Our World Time

吉田昌郎さんは健在です

2012年03月18日 | Weblog
「注目度の高い有名サイトをはじめ、ネットで『福島第1原発の吉田昌郎・前所長が亡くなったのに報道管制で隠されている』という情報がアップされている。事実かどうか答えて欲しい」というEメールや、この地味ブログへの書き込みが、相次いでいます。

 ふだんは、申し訳ないけど、このような問い合わせには原則として、お答えしません。
 ネットには膨大な情報が溢れ、そのなかにはとても有益な情報もあるし、一方でデマや嘘も山盛りにあることは、どなたでもご存知の社会常識だし、たとえ有名なサイトであっても名誉毀損に当たる嘘、あるいは単なる思い込みが書き込まれることがあるのも、知っている人は知っています。
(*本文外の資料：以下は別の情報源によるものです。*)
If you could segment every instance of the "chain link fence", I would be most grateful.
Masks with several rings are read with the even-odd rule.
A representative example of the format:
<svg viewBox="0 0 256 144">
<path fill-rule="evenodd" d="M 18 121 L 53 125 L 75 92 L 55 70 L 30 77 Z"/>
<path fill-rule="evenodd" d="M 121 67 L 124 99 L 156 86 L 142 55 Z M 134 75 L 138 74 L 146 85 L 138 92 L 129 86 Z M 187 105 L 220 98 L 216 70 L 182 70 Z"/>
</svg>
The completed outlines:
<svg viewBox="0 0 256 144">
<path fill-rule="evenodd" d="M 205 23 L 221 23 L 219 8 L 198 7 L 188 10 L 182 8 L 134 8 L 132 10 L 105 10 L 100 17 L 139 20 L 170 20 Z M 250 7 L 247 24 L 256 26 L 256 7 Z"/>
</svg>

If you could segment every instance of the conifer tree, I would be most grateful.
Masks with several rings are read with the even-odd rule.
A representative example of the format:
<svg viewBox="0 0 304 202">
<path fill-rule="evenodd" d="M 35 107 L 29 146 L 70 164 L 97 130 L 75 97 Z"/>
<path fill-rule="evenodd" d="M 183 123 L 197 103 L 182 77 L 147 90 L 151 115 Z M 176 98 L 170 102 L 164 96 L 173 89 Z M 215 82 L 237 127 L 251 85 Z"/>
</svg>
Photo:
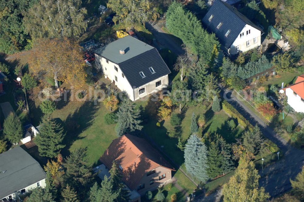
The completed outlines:
<svg viewBox="0 0 304 202">
<path fill-rule="evenodd" d="M 77 199 L 76 192 L 68 184 L 67 185 L 65 188 L 62 190 L 61 195 L 63 197 L 63 201 L 64 202 L 79 202 L 79 200 Z"/>
<path fill-rule="evenodd" d="M 192 134 L 196 134 L 199 131 L 199 127 L 196 123 L 196 121 L 195 119 L 195 115 L 194 112 L 192 113 L 192 117 L 191 117 L 190 130 Z"/>
<path fill-rule="evenodd" d="M 208 152 L 205 144 L 196 134 L 190 136 L 185 148 L 184 158 L 187 172 L 200 181 L 205 182 L 208 177 L 206 170 Z"/>
<path fill-rule="evenodd" d="M 176 145 L 177 148 L 181 150 L 181 151 L 183 151 L 185 149 L 185 145 L 184 143 L 181 141 L 181 138 L 178 137 L 178 142 Z"/>
<path fill-rule="evenodd" d="M 64 135 L 62 127 L 47 116 L 42 118 L 40 125 L 40 134 L 34 141 L 38 146 L 40 155 L 50 158 L 57 156 L 60 150 L 65 146 L 62 144 Z"/>
<path fill-rule="evenodd" d="M 222 162 L 223 157 L 221 155 L 217 145 L 214 142 L 211 143 L 209 149 L 207 163 L 208 168 L 207 173 L 210 179 L 213 179 L 223 173 L 221 166 Z"/>
<path fill-rule="evenodd" d="M 221 110 L 221 106 L 219 105 L 219 100 L 217 96 L 214 96 L 212 103 L 212 111 L 215 112 L 218 112 Z"/>
<path fill-rule="evenodd" d="M 123 102 L 119 107 L 116 113 L 117 123 L 115 128 L 119 136 L 143 128 L 140 119 L 140 112 L 135 109 L 136 107 L 135 103 L 128 99 Z"/>
<path fill-rule="evenodd" d="M 21 122 L 14 113 L 11 112 L 4 120 L 3 132 L 12 144 L 18 143 L 23 135 Z"/>
</svg>

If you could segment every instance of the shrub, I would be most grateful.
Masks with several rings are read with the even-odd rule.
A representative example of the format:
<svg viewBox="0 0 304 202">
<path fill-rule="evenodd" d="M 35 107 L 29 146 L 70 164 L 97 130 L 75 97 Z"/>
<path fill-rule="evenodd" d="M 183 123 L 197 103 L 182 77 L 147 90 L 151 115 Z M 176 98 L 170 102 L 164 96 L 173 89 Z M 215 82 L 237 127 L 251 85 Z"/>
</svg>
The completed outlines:
<svg viewBox="0 0 304 202">
<path fill-rule="evenodd" d="M 173 126 L 178 126 L 181 124 L 181 120 L 177 113 L 172 113 L 170 119 L 170 123 Z"/>
<path fill-rule="evenodd" d="M 117 116 L 114 113 L 108 113 L 105 114 L 103 120 L 107 125 L 110 125 L 117 123 Z"/>
<path fill-rule="evenodd" d="M 47 99 L 41 103 L 39 107 L 44 114 L 50 114 L 56 109 L 56 105 L 54 101 Z"/>
<path fill-rule="evenodd" d="M 147 200 L 151 200 L 153 195 L 151 191 L 147 191 L 146 193 L 146 198 Z"/>
</svg>

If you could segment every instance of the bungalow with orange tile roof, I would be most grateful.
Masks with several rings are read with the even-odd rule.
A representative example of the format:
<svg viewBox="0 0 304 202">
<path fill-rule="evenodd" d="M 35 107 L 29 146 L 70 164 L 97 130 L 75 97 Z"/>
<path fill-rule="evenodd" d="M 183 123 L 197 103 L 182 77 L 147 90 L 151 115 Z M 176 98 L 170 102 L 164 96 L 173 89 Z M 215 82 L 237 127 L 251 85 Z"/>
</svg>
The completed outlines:
<svg viewBox="0 0 304 202">
<path fill-rule="evenodd" d="M 304 74 L 299 76 L 294 84 L 283 89 L 287 103 L 297 112 L 304 112 Z"/>
<path fill-rule="evenodd" d="M 140 195 L 168 182 L 175 171 L 145 140 L 129 134 L 113 140 L 100 160 L 108 169 L 115 161 L 123 182 Z"/>
</svg>

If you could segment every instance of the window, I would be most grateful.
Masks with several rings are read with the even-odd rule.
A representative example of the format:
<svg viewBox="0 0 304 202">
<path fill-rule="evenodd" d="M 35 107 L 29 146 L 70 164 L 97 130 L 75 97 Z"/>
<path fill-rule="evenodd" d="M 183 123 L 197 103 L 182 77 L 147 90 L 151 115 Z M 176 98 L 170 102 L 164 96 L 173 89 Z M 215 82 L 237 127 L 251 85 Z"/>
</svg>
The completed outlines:
<svg viewBox="0 0 304 202">
<path fill-rule="evenodd" d="M 230 33 L 230 32 L 231 31 L 231 30 L 227 30 L 227 32 L 226 33 L 226 34 L 225 34 L 225 37 L 228 37 L 228 35 L 229 35 L 229 34 Z"/>
<path fill-rule="evenodd" d="M 155 83 L 155 87 L 157 87 L 157 86 L 159 86 L 161 85 L 161 81 L 159 81 L 156 83 Z"/>
<path fill-rule="evenodd" d="M 158 180 L 161 180 L 164 178 L 166 178 L 166 173 L 163 174 L 160 176 L 158 176 Z"/>
<path fill-rule="evenodd" d="M 145 77 L 146 77 L 146 76 L 145 76 L 145 75 L 144 74 L 143 72 L 142 71 L 141 71 L 140 72 L 139 72 L 139 74 L 140 75 L 140 76 L 141 76 L 141 77 L 142 78 L 144 78 Z"/>
<path fill-rule="evenodd" d="M 141 189 L 142 189 L 145 188 L 145 184 L 140 184 L 137 187 L 137 190 L 140 190 Z"/>
<path fill-rule="evenodd" d="M 209 20 L 209 22 L 211 22 L 211 20 L 212 19 L 212 18 L 213 18 L 213 15 L 211 15 L 210 16 L 210 17 L 209 17 L 209 19 L 208 19 L 208 20 Z"/>
<path fill-rule="evenodd" d="M 154 173 L 155 173 L 155 169 L 154 170 L 150 170 L 149 172 L 147 173 L 147 176 L 148 176 L 149 175 L 151 175 Z"/>
<path fill-rule="evenodd" d="M 141 89 L 139 89 L 139 94 L 140 95 L 142 93 L 143 93 L 145 92 L 145 88 L 142 88 Z"/>
<path fill-rule="evenodd" d="M 221 26 L 222 26 L 222 24 L 223 24 L 223 23 L 219 23 L 219 24 L 217 25 L 217 26 L 216 27 L 216 28 L 218 29 L 219 29 L 219 28 L 221 27 Z"/>
<path fill-rule="evenodd" d="M 151 72 L 152 74 L 155 73 L 155 71 L 154 71 L 154 70 L 152 67 L 149 67 L 149 69 L 150 70 L 150 71 Z"/>
</svg>

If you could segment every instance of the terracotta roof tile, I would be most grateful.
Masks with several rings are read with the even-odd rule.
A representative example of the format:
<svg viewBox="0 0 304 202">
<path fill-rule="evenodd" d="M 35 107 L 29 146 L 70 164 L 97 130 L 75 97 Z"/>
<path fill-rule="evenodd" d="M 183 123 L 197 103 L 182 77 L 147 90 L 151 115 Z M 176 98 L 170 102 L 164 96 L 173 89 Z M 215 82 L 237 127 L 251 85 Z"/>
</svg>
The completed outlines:
<svg viewBox="0 0 304 202">
<path fill-rule="evenodd" d="M 147 172 L 161 166 L 174 168 L 144 139 L 129 134 L 112 142 L 100 160 L 109 169 L 115 160 L 123 169 L 123 181 L 131 190 Z"/>
</svg>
 そうした書き込みが真実かどうかは、当然ながら、それを書き込んだ人に立証責任があり、ぼくがいちいち関与したり答えたりする理由が乏しいのです。
 その書き込みをしたご本人に、話の出所、証拠などについて、お聞きになるのが基本です。

 しかし、今回は例外として、ひと言だけ記しておきます。

 この件のEメールや書き込みには、興味本位ではなく、こころから吉田昌郎さんのことを心配されているものも沢山ありました。
 そこで念のため、吉田昌郎さんご本人に直接、確認しました。
 返ってきた吉田さんの言葉のうち、以下の部分だけを公開します。
 なお、この言葉は、2012年3月18日・日曜午後4時12分に、吉田さんから発せられました。
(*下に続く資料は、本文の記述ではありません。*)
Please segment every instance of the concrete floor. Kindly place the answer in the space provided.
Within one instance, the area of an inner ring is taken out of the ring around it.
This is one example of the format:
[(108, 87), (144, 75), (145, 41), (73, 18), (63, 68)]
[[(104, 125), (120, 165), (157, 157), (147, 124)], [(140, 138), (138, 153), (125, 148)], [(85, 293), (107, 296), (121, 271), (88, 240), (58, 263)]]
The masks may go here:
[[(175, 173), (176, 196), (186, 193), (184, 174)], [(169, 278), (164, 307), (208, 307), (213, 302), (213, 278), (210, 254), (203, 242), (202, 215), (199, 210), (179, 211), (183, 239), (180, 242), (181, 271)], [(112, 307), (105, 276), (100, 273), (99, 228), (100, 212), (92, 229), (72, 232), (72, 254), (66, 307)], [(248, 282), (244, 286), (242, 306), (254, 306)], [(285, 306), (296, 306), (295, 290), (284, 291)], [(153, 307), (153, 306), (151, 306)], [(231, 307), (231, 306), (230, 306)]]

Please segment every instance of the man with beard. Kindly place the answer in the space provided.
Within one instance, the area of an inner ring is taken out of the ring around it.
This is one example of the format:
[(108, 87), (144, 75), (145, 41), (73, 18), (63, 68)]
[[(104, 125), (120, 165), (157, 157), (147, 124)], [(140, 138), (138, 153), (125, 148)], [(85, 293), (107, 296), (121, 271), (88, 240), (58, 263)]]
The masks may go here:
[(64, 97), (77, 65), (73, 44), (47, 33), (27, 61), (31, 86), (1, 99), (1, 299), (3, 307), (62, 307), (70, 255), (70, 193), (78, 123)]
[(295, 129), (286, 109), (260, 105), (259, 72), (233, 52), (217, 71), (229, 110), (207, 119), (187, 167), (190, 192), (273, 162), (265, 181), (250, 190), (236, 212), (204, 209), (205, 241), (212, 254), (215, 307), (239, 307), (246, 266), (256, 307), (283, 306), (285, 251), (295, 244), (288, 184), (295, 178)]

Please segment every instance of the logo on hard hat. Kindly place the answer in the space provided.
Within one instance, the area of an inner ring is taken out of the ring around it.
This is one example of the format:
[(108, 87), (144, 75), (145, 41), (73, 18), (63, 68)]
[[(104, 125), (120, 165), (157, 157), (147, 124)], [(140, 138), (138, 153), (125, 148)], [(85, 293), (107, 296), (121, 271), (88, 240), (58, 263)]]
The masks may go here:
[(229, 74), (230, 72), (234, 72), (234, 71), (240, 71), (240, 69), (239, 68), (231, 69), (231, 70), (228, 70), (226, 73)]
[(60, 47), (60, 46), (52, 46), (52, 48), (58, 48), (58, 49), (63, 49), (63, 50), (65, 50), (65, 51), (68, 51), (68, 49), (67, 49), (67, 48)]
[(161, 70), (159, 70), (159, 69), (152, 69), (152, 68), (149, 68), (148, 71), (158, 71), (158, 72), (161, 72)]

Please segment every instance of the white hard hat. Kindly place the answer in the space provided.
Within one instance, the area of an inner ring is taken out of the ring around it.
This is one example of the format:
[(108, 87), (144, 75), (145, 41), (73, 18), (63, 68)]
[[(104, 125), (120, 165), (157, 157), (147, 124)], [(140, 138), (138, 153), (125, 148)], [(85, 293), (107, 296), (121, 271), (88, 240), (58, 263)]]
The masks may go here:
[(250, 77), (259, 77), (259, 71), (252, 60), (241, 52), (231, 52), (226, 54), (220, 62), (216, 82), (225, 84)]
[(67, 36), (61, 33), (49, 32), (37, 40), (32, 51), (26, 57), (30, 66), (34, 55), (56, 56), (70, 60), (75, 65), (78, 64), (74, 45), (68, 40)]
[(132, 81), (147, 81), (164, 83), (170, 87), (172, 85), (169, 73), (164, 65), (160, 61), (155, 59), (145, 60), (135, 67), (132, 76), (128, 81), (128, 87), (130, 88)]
「吉田は何の問題もなく生きておりますのでご安心ください。
 一昨日から同様の問い合わせが何件かありまして気づきましたが、何の目的でデマを流すのか全くわかりません。」

その細き一筋の道が消える危機

2012年03月18日 | Weblog






                


▼みなさん、お元気ですか。
 いかが、お過ごしですか。
 からだやこころに、具合の良くないところはありませんか。

 今年は、あまりに日程が詰まっていて、この地味ブログを記すのも、なかなか思うようにいきません。

 去年は、大腸癌をはじめ四つの大病をしました。
 ということは、動くことのできる時間がすこし減ったわけですね。
 そこへ福島原子力災害、東日本大震災が起きましたから、日程の詰まり具合は凄まじかったのです。
 だから、「ぼくらの祖国」を年末に出版するためには、5週間ほど布団やベッドに入らずに、おのれを叱咤激励して書き続けることにもなったのでした。
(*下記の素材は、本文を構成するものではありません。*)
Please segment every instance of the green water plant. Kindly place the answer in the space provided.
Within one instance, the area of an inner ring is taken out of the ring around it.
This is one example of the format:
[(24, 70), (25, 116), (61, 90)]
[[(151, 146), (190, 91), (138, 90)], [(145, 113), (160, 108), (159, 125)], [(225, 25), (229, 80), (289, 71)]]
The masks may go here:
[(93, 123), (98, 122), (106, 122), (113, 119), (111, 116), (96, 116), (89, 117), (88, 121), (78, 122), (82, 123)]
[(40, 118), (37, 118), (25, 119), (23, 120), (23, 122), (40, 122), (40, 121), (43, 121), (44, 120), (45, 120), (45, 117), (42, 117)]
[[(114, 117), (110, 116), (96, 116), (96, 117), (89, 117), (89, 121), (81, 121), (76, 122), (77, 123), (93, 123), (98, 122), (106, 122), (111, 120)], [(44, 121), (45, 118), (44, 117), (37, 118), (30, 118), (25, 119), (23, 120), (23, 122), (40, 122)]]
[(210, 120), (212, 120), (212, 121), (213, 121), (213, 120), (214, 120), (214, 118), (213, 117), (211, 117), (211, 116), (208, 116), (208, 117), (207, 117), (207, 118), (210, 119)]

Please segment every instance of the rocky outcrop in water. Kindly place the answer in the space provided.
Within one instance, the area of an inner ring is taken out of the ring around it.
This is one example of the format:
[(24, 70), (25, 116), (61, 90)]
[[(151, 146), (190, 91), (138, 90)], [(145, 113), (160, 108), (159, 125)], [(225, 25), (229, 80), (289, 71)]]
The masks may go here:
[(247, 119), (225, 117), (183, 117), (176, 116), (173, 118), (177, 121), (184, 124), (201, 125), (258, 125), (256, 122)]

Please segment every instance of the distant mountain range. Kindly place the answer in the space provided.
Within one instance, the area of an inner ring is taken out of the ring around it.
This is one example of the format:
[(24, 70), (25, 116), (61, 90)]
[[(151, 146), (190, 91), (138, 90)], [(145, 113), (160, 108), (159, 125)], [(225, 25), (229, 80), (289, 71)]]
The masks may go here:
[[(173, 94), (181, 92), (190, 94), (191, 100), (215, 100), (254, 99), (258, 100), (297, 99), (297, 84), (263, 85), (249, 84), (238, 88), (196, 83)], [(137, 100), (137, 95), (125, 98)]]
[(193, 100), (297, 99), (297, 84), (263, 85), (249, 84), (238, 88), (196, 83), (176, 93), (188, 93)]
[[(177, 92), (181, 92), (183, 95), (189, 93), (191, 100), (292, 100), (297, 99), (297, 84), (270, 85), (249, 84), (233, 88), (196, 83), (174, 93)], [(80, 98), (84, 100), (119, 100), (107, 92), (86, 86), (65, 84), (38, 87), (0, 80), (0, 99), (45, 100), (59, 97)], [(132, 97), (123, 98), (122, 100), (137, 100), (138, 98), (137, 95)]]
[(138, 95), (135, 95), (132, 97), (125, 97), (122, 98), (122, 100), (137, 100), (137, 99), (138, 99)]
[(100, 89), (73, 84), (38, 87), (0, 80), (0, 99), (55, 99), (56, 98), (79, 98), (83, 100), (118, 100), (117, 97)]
 ところが、今年は、その去年をはるかに上回っています。
 ふはは。
 まぁ、ぼくのささやかな人生はずっとそうですけどね。

 共同通信の記者を辞して、三菱総研の研究員になるとき、「これですこしは人間らしい生活ができる」と思ったら、トンデモナイ、記者時代よりも、はるかに忙しくなった。
 政治記者時代は、「夜討ち取材」を終えると午前3時以降ぐらいに、いったん帰宅し、朝5時半から6時半ごろのあいだにまた「朝駆け取材」に出ていく生活でした。
 ところが三菱総研の時代には、とにかく家に一瞬も帰れない!
 ひどいときは週末も含めて1週間まるまる、当時、大手町にあった三菱総研本社に泊まり込み、それもフロアに新聞紙を敷いて枕などもちろんなく夜明けに仮眠し、朝、秘書さんのハイヒールが目に入って起きる、という凄絶な研究員生活だったのです。
 その後、独研(独立総合研究所)を創立するとき、「今度こそ、すべての時間を自分で決められるのだから、余裕も出るだろう」と思いきや、ぼくの時間を決めるのは、ぼくではなく独研の秘書室になったのでありました。
 そして、今のぼくがあります。
 複雑で煩雑そのものの日程調整に苦心してくれている秘書室に深く感謝しつつ、とにかく物書きとして原稿を書ける時間だけは、欲しいっ。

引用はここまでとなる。